Short answers:
1. It simplifies it. (Frankly, I did not get the question).
2. No, you can never ignore it, as lack of i.i.d. has immediate consequences on the variances of whatever you are estimating.
Medium answer: Pretty much the central issue with the bootstrap is, 'Does the proposed procedure reproduce the features of the data?'. Violation of the i.i.d. assumption is a big deal: your data are dependent, you (most likely) have less information in your data than you would have in an i.i.d. sample of the same size, and if you run a naive bootstrap (resample the individual observations), the standard errors you get from it will be too small. The proposed procedure circumvents the problem of lack of independence by capturing (or at least attempting to capture) the dependence in the model structure and parameters. If successful, each bootstrap sample would reproduce the features of the data, as needed.
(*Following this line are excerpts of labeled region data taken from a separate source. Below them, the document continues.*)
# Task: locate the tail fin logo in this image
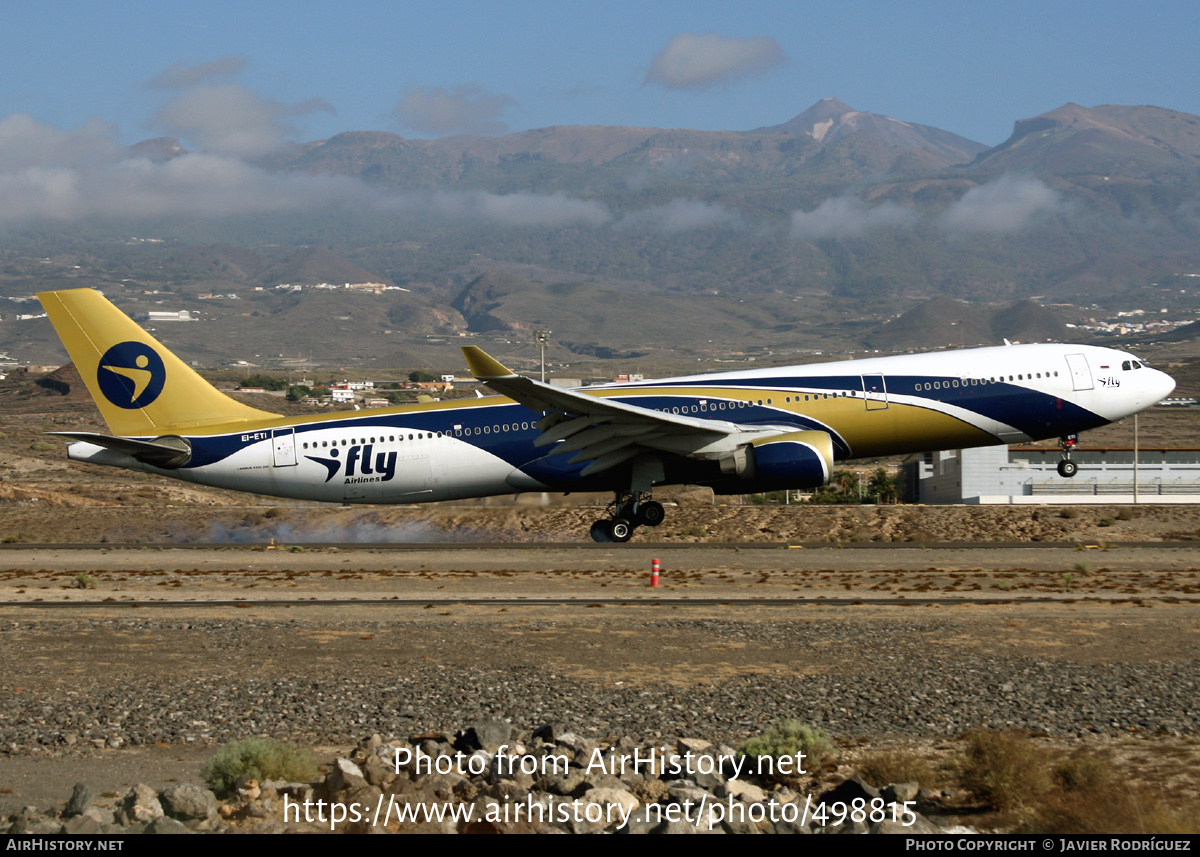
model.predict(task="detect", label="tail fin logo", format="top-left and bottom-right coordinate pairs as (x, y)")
top-left (96, 342), bottom-right (167, 410)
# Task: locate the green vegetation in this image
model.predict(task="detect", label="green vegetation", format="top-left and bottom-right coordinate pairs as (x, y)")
top-left (809, 467), bottom-right (900, 505)
top-left (200, 738), bottom-right (317, 797)
top-left (241, 374), bottom-right (288, 390)
top-left (738, 720), bottom-right (834, 771)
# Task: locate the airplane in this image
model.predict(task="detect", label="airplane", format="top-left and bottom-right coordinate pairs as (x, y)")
top-left (38, 289), bottom-right (1175, 543)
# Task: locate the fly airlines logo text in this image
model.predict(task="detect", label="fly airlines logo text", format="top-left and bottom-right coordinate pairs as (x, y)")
top-left (305, 443), bottom-right (396, 485)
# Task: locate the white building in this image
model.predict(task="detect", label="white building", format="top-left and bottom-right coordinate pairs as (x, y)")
top-left (905, 447), bottom-right (1200, 505)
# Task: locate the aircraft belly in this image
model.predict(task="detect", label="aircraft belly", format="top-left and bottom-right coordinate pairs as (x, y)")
top-left (836, 401), bottom-right (1008, 459)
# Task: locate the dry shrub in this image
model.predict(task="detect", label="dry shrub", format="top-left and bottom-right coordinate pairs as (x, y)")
top-left (858, 747), bottom-right (938, 789)
top-left (960, 729), bottom-right (1054, 810)
top-left (1022, 750), bottom-right (1200, 834)
top-left (200, 738), bottom-right (317, 797)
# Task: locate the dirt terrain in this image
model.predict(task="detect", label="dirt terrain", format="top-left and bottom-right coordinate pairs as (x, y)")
top-left (0, 374), bottom-right (1200, 813)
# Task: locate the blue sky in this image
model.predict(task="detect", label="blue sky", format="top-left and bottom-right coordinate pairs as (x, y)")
top-left (9, 0), bottom-right (1200, 148)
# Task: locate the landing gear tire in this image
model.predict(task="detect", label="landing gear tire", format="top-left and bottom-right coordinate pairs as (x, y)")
top-left (637, 501), bottom-right (667, 527)
top-left (608, 517), bottom-right (634, 541)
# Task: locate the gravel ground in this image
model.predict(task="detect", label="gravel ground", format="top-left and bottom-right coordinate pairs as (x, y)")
top-left (0, 540), bottom-right (1200, 813)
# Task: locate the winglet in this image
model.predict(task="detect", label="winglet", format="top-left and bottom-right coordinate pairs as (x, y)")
top-left (462, 346), bottom-right (517, 380)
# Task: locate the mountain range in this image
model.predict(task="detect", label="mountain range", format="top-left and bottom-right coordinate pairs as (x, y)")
top-left (0, 98), bottom-right (1200, 369)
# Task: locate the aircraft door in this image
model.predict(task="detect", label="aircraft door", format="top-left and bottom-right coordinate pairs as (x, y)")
top-left (271, 429), bottom-right (296, 467)
top-left (863, 374), bottom-right (888, 410)
top-left (1067, 354), bottom-right (1096, 390)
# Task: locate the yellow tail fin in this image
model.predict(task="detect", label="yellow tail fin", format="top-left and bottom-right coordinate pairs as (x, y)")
top-left (37, 288), bottom-right (278, 436)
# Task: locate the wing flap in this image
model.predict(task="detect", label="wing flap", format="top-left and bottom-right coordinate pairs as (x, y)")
top-left (462, 346), bottom-right (792, 477)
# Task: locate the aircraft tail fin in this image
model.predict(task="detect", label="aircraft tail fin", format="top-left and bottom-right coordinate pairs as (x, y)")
top-left (37, 289), bottom-right (278, 436)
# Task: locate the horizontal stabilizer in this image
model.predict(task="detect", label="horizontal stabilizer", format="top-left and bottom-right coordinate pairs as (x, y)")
top-left (47, 431), bottom-right (192, 471)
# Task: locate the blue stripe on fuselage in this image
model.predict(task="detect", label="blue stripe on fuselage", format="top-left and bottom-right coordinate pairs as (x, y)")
top-left (174, 374), bottom-right (1108, 478)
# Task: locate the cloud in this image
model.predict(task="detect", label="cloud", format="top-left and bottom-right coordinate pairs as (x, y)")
top-left (146, 54), bottom-right (247, 89)
top-left (395, 85), bottom-right (517, 137)
top-left (791, 196), bottom-right (917, 240)
top-left (0, 115), bottom-right (612, 227)
top-left (0, 113), bottom-right (125, 173)
top-left (420, 191), bottom-right (612, 226)
top-left (646, 32), bottom-right (784, 89)
top-left (156, 83), bottom-right (334, 157)
top-left (617, 199), bottom-right (740, 234)
top-left (937, 175), bottom-right (1064, 234)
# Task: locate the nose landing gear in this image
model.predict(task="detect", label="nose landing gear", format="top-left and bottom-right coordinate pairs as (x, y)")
top-left (1058, 435), bottom-right (1079, 479)
top-left (592, 491), bottom-right (666, 543)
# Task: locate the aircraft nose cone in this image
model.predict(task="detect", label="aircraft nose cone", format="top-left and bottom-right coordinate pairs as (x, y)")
top-left (1150, 368), bottom-right (1175, 404)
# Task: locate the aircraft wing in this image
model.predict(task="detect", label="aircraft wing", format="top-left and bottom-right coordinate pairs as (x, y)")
top-left (462, 346), bottom-right (775, 477)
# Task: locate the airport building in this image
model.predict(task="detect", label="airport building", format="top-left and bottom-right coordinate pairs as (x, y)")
top-left (904, 447), bottom-right (1200, 505)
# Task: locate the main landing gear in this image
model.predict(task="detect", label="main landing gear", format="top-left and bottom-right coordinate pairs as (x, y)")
top-left (1058, 435), bottom-right (1079, 479)
top-left (592, 491), bottom-right (666, 541)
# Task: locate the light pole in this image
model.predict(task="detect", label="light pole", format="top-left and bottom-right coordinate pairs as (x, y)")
top-left (533, 330), bottom-right (554, 384)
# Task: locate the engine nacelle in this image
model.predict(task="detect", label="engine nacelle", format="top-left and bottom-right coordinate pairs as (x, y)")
top-left (738, 431), bottom-right (833, 491)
Long answer: There are multiple layers of assumptions concerning the bootstrap, and even in the simplest possible case (i.i.d. data, estimation of the mean), you have to make at least three assumptions: (1) the statistic of interest is a smooth function of the data (true in the case of the mean, not so true even in the case of percentiles, totally off with say nearest neighbor matching estimators); (2) the distribution from which you bootstrap is "close" to the population distribution (works OK in the case of i.i.d. data; may not work OK in the case of dependent data, where you essentially have only one trajectory = one observation in the case of time series, and you have to invoke additional assumptions like stationarity and mixing to strecth this single observation into a quasi-population); (3) your Monte Carlo bootstrap sampling is a good enough approximation to the complete bootstrap with all possible subsamples (the inaccuracy from using Monte Carlo vs. the complete bootstrap is much less than the uncertainty you are trying to capture). In the case of the parametric bootstrap, you also make an assumption that (4) your model perfectly explains all the features of the data.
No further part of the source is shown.